Data for analysis =

This tells Facets where to find the data.  Observations must be ordered integers in the range 0-254 for analysis. Facets can recode other data into integers using Rating Scale=

 

Either in the same file as the specifications:

Data =

followed by the data in the Facets data-format. This must be the last control specification, e.g.,

Data=

2,23,6,4 ;(The data)

0,13,9,1

3,4_6,8,1,5,4 ; use _ if - fails

 

Or in a separate data file or data files:

Data = diskfile.txt

where diskfile.txt is the name of the file containing the responses in the Facets data-format.

 

This can be extended to several data files with "+" signs:

Data = diskfile1.txt + diskfile2.txt + diskfile3.txt

 

or use %include file

Data =

%diskfile1.txt

%diskfile2.txt

%diskfile3.txt

 

The format of the diskfile.txt is determined by the filename suffix:

 

Suffix

Data= Format

32-bit interface Facinput.exe

64-bit interface Facinput64.exe

.txt

text file (MS-DOS or Windows)

-

-

.xls .xlsx .xlsm

Excel workbook: first or only worksheet

requires Excel

requires R Statistics with "readxl" package†

.rda .rdata

R data file

requires R Statisticslled

requires R Statistics

.sas7bdat .xpt

SAS data file

requires SAS local provider

requires R Statistics with "haven" package†

.sav .zsav .por

SPSS data file

.sav only

requires spssio32.dll (minimal spssio32.dll installed with Facets)

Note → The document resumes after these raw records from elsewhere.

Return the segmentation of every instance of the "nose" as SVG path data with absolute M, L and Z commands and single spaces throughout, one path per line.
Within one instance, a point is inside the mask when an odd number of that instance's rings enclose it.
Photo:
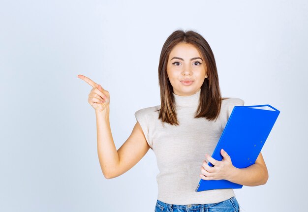
M 182 73 L 183 75 L 190 75 L 192 73 L 191 68 L 189 66 L 184 67 Z

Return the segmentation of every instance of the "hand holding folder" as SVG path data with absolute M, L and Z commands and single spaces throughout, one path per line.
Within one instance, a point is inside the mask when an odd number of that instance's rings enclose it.
M 244 168 L 253 164 L 279 113 L 270 105 L 234 106 L 212 157 L 221 160 L 223 149 L 235 167 Z M 210 162 L 209 165 L 214 166 Z M 195 191 L 242 187 L 225 180 L 201 179 Z

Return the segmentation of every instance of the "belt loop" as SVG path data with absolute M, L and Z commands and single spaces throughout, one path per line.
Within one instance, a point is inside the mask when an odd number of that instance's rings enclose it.
M 168 204 L 168 208 L 169 208 L 169 211 L 173 212 L 173 209 L 172 209 L 172 204 Z

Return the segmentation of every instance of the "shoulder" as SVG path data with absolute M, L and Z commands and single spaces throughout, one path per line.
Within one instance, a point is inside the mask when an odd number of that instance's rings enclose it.
M 153 116 L 158 113 L 157 111 L 160 109 L 160 105 L 150 107 L 139 109 L 135 112 L 135 116 L 136 118 L 141 117 L 149 117 Z

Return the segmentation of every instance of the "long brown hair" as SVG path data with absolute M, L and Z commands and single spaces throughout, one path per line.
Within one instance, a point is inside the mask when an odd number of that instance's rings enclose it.
M 158 80 L 160 89 L 160 109 L 158 118 L 163 122 L 180 124 L 177 119 L 173 88 L 167 74 L 167 63 L 173 47 L 179 43 L 193 45 L 199 51 L 207 68 L 208 80 L 201 86 L 199 104 L 195 118 L 205 118 L 209 121 L 217 119 L 221 105 L 218 73 L 214 55 L 210 45 L 200 34 L 192 30 L 174 31 L 164 44 L 158 65 Z

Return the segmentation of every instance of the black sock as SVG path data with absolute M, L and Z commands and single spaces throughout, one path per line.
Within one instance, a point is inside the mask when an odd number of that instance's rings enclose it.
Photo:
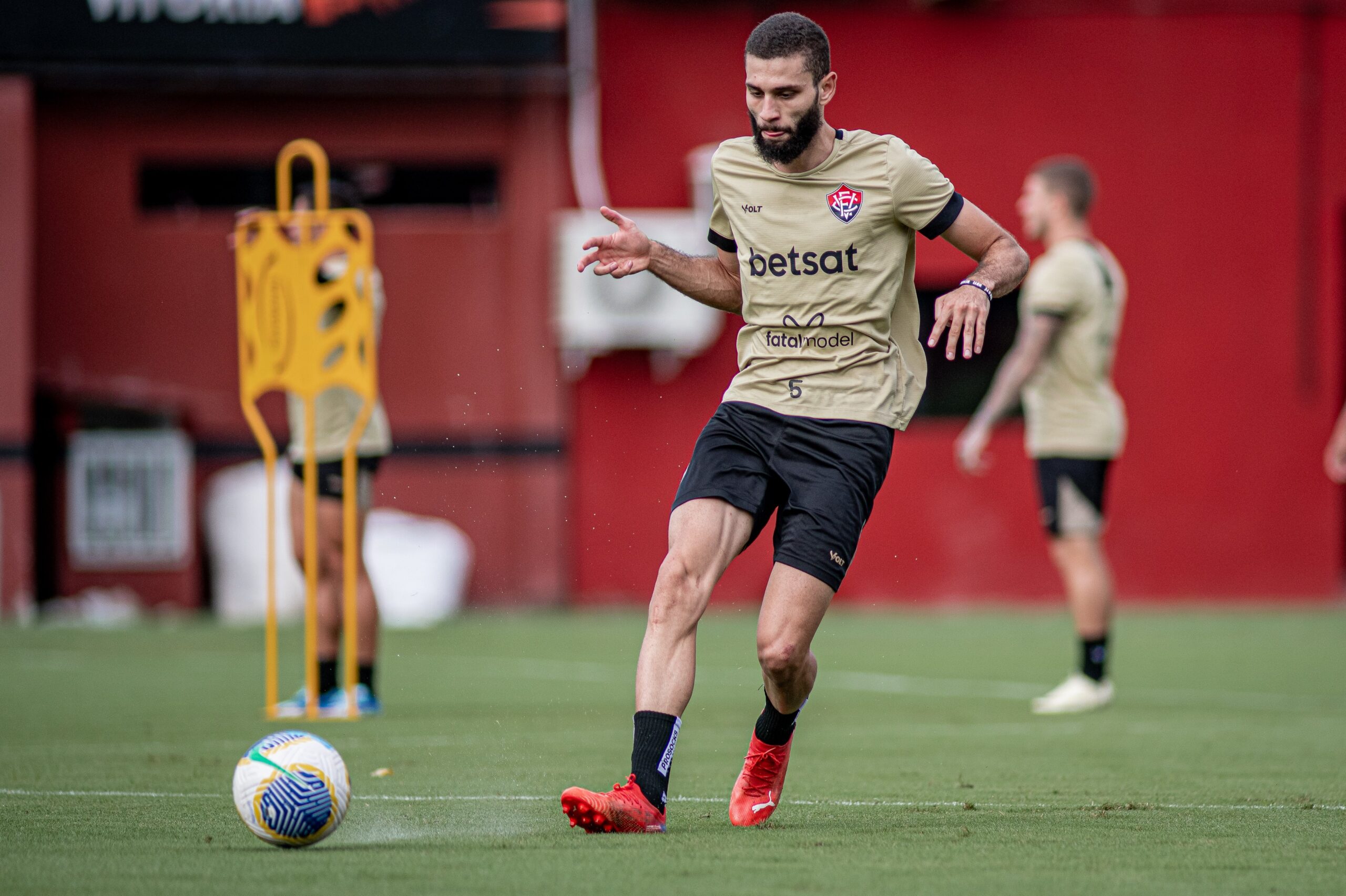
M 669 771 L 673 748 L 682 720 L 668 713 L 635 713 L 635 736 L 631 747 L 631 772 L 645 799 L 664 811 L 668 803 Z
M 1079 671 L 1093 678 L 1094 681 L 1102 681 L 1105 667 L 1108 666 L 1108 634 L 1104 632 L 1098 638 L 1081 638 L 1079 639 Z
M 319 659 L 318 661 L 318 693 L 326 694 L 328 690 L 336 686 L 336 661 L 335 659 Z
M 782 744 L 789 743 L 790 735 L 794 733 L 794 720 L 798 717 L 798 709 L 793 713 L 782 713 L 771 705 L 771 698 L 767 697 L 766 709 L 763 709 L 762 714 L 758 716 L 758 724 L 754 733 L 763 744 L 781 747 Z

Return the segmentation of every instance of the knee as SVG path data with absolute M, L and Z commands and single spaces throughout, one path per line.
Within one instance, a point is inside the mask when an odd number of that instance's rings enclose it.
M 686 624 L 700 618 L 705 587 L 685 557 L 670 553 L 660 565 L 660 577 L 650 599 L 650 624 Z
M 808 659 L 808 650 L 789 640 L 767 640 L 758 643 L 758 663 L 773 681 L 790 681 L 800 674 Z

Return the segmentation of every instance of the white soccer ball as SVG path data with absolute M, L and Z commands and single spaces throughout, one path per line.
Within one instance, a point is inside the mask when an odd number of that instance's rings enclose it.
M 248 830 L 276 846 L 310 846 L 336 830 L 350 805 L 350 774 L 331 744 L 280 731 L 253 744 L 234 768 L 234 809 Z

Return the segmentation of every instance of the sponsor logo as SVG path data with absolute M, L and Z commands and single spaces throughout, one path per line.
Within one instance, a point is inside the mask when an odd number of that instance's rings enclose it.
M 836 215 L 841 223 L 851 223 L 860 214 L 860 203 L 864 202 L 864 192 L 852 190 L 841 184 L 828 194 L 828 210 Z
M 812 277 L 817 273 L 836 274 L 844 270 L 859 270 L 860 265 L 855 257 L 860 253 L 852 242 L 845 249 L 828 249 L 826 252 L 797 252 L 790 246 L 790 252 L 781 254 L 773 252 L 763 256 L 756 249 L 748 246 L 748 276 L 766 277 Z
M 664 756 L 660 757 L 658 768 L 661 775 L 668 775 L 669 768 L 673 767 L 673 748 L 677 747 L 677 733 L 678 731 L 681 731 L 681 728 L 682 728 L 682 720 L 674 718 L 673 733 L 669 735 L 669 744 L 668 747 L 664 748 Z
M 805 327 L 821 327 L 826 318 L 822 312 L 817 312 L 805 323 L 800 323 L 794 319 L 794 315 L 785 315 L 781 319 L 781 326 L 785 328 L 804 330 Z M 843 330 L 841 332 L 832 334 L 790 334 L 790 332 L 775 332 L 774 330 L 766 330 L 763 332 L 766 344 L 771 348 L 844 348 L 847 346 L 855 344 L 855 334 L 849 330 Z M 790 381 L 790 397 L 798 398 L 795 394 L 794 379 Z
M 416 0 L 87 0 L 94 22 L 203 22 L 206 24 L 328 26 L 370 9 L 385 13 Z

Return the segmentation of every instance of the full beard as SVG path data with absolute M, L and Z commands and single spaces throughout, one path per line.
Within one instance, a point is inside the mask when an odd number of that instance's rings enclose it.
M 758 148 L 758 155 L 767 163 L 787 165 L 804 155 L 804 151 L 813 143 L 813 137 L 817 136 L 818 128 L 822 126 L 822 104 L 814 102 L 813 108 L 800 117 L 794 129 L 781 143 L 770 143 L 762 136 L 762 126 L 751 109 L 748 110 L 748 121 L 752 122 L 752 143 Z

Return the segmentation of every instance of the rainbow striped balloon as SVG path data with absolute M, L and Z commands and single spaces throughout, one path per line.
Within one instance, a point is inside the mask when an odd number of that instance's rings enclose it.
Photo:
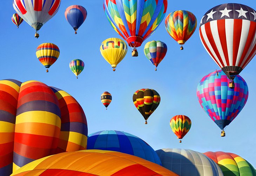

requires R Statistics with "haven" package†

.dta

STATA data file

supports STATA 13 and earlier data file

requires R Statistics with "haven" package†

(other)

text file (MS-DOS or Windows)

-

-

 

 

† R packages are automatically installed by Facets if R is installed and there is an internet connection

 

If the data file is not found, a file dialog box is displayed:

 

 

Please Edit Specification file, and Exit then restart the analysis.

 


 

Facets data format: Single observations

 

Facet 1

Facet 2

Facet ...

Observation

Element number

or Element label

or Dvalues=

Element number

or Element label

or Dvalues=

...

number

or value to recode with Rating-scale=

 

Facets data format: Multiple observations

 

Facet 1

Facet 2

Facet ...

Observation

Element number

or Element label

or Dvalues=

Element number range

(one facet, any facet)

 

starting element number _ ending element number

 

use - or _

...

numbers to match the element number range

or values to recode with Rating-scale=

 

Every line of data must have the same number of facet references (element numbers or element labels), usually given by Facets=. These facet references always appear in the same order. The element numbers are given in order by facet number, as specified after Labels=, unless overridden by Entered=. The facets references are then followed by one or more observed responses.

 

Example 1. Here is the flat file of observations:

123 665 25467

452 339 34245

312 034 34452

^   ^   ^

Examinee

   Judge

       Items 1 through 5

where format of flat file record is:

columns 1-3, "123" in record 1, are examinee identifiers

columns 5-7, "665" in record 1, are judge identifiers

columns 9-13, "25467" in record 1, are the ratings on items 1 to 5.

 

Convert this to Facets format. Insert commas and "1-5" added:

Labels=

1, Examinee

123

452

312

*

2, Judge

665

339

034

*

3,  Item

1-5

*

Dvalues = 3, 1_5  ; put 1-5 or 1_5 in third data facet

; Extra blanks in the data file are ignored,  also comments starting ";"

Data=

123 665 2 5 4 6 7 ; blanks are separators

452 339 3 4 2 4 5 ; "1-5" added from Dvalues=

312 034 "3" 4 4 5 2 ; values can be in quotes

 

Example 2: Data references recorded in facet number order with element labels

Labels=

2, Person ; Facet number 2 in the data

23=Fred

*

1, Judge ; The facet number, "1", not the order of definition, second, is what matters.

2=Hugo

*

3, Item

4=Sincerity

*

Data=

Hugo,Fred,4,1 ; Judge 2 (Hugo) rated Person 23 (Fred) on Item 4 (Sincerity) with a 1.

 

Example 3: Person 13 is rated on Item 4 by Judge 6 with a "3". This is data record is

Data=

13,4,6,3

 

Example 4: The data are letter grades, which are converted to numeric ratings by a Rating (or partial credit) scale= specification. Student 13's grade by Teacher 4 on Essay 1 is "B+"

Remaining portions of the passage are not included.